# Preventing paint scratches with Yakima roof rack



## Bakudan (May 19, 2011)

I bought used Yakima towers which don't have any padding on the hooks. I don't want to scrape any paint off above the doors and am looking for alternatives to cover the hooks. I used a pretty ghetto method of duct tape but that doesn't look like a good idea with the paint. Does anyone have any other not so ghetto solutions other than contacting Yakima?


----------



## Blind (Apr 5, 2011)

just wrap it with road bike grip tape, or an old tube.

grip tape would be a few bucks for enough to do a lot of hooks

Nashbar Deluxe Handlebar Tape - Handlebar Tape


----------



## XJaredX (Apr 17, 2006)

Clear paint protection film, like the kind that installers put on the front clips of cars. The trick would be to find it in a small batch. I am bored at work, looking for a link...

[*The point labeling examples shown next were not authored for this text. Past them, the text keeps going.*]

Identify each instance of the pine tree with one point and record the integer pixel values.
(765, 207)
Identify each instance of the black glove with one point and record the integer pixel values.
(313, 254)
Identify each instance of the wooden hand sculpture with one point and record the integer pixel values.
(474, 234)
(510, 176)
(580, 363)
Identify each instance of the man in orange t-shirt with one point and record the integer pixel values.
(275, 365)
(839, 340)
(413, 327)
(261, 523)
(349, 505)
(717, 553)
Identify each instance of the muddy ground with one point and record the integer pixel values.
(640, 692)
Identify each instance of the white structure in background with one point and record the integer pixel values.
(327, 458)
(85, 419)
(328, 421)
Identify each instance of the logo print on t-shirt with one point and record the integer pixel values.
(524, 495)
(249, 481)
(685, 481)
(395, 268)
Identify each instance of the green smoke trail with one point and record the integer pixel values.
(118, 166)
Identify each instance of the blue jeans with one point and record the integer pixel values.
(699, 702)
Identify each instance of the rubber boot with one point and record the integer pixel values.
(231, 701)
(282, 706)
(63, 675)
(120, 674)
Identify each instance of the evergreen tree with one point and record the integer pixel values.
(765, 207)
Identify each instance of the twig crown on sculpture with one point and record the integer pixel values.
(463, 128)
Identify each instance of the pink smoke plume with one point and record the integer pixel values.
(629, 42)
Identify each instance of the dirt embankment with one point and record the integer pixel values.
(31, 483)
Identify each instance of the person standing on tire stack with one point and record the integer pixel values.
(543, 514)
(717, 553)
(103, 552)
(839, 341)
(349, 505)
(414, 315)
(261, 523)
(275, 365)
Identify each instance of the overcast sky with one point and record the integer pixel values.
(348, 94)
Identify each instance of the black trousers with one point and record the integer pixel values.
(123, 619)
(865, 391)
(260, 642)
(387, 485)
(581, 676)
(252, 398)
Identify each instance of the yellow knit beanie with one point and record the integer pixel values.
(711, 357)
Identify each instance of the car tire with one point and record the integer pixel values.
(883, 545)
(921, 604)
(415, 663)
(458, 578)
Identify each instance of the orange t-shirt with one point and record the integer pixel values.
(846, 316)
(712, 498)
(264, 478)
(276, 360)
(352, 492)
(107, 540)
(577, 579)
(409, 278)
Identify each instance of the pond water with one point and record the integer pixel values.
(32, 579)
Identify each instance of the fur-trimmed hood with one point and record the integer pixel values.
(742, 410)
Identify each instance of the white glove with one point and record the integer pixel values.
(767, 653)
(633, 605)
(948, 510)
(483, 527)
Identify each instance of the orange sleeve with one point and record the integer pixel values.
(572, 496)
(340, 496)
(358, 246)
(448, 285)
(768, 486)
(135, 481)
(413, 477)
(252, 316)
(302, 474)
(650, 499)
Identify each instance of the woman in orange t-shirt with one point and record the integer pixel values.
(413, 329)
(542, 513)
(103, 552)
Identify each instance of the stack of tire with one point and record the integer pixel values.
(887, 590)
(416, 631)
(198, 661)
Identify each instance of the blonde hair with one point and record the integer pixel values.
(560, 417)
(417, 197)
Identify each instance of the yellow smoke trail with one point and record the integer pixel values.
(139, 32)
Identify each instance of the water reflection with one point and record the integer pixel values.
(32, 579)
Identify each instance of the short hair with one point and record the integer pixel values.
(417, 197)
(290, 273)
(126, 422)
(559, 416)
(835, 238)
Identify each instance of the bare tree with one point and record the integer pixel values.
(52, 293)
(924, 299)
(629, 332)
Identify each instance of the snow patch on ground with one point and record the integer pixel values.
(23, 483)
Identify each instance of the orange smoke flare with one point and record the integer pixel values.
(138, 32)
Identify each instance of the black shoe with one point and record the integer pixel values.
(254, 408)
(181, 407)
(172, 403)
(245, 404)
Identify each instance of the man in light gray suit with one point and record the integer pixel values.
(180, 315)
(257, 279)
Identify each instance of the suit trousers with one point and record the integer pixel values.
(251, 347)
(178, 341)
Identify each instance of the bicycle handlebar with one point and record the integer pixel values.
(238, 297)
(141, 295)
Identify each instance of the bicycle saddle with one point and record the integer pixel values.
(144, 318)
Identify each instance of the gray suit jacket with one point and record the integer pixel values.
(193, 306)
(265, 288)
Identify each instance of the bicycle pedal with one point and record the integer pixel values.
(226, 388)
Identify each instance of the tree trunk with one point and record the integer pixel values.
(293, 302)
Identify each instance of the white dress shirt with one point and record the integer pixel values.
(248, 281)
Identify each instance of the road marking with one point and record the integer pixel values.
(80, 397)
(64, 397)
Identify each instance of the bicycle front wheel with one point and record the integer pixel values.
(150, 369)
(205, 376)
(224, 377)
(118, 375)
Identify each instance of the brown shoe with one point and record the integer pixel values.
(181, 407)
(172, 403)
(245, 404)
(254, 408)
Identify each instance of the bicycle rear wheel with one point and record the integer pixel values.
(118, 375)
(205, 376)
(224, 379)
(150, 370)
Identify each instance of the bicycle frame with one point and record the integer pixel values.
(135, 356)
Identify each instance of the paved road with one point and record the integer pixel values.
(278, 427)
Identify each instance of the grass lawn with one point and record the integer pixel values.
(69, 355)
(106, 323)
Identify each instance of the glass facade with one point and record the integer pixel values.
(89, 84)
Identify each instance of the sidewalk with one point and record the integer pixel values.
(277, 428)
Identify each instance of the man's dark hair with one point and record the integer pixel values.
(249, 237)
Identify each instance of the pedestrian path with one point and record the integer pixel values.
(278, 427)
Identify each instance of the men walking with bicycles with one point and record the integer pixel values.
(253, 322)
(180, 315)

The reason I recommend the protection film is because it's a lot thinner than like bar tape or something, which means the clamps have a better grip on the car.


----------



## XJaredX (Apr 17, 2006)

Here, get 4 square feet and go to town:

XPEL Technologies Corp.: Paint & Headlamp Protection Material By The Foot


----------



## dnlwthrn (Jan 26, 2006)

I got a container of Plasti-dip from the local hardware store and used that. No problems whatsoever in 2 years on the car. Now that I'm switching vehicles, I have to get different clips and will be doing the same. You'll want to do multiple coats of the stuff to build up some thickness, but its MUCH better than the little sticker things that come with the clips.

Plasti Dip Protective Coating Products | Plasti Dip Protective Coating Products | Rubber Dip Coating


----------



## Bakudan (May 19, 2011)

Did you actually dip it into the PlastiDip or did you spray it?


----------



## Inuitbiker (Mar 18, 2011)

PPF. paint protection film as suggested by XJaredX. Its pretty simple to use and there are tons of applicaton videos on Youtube.

Goto ebay and search for it. Make sure its at least 8mm thick. Brands are 3M, Venture, etc. Make sure to avoid the ebay seller from Lowell, Mass. He takes forever to ship because he runs out quickly.

Good luck. Hope this helps.


----------



## Bikeman09 (Sep 19, 2013)

U wrapnin nylon rope


----------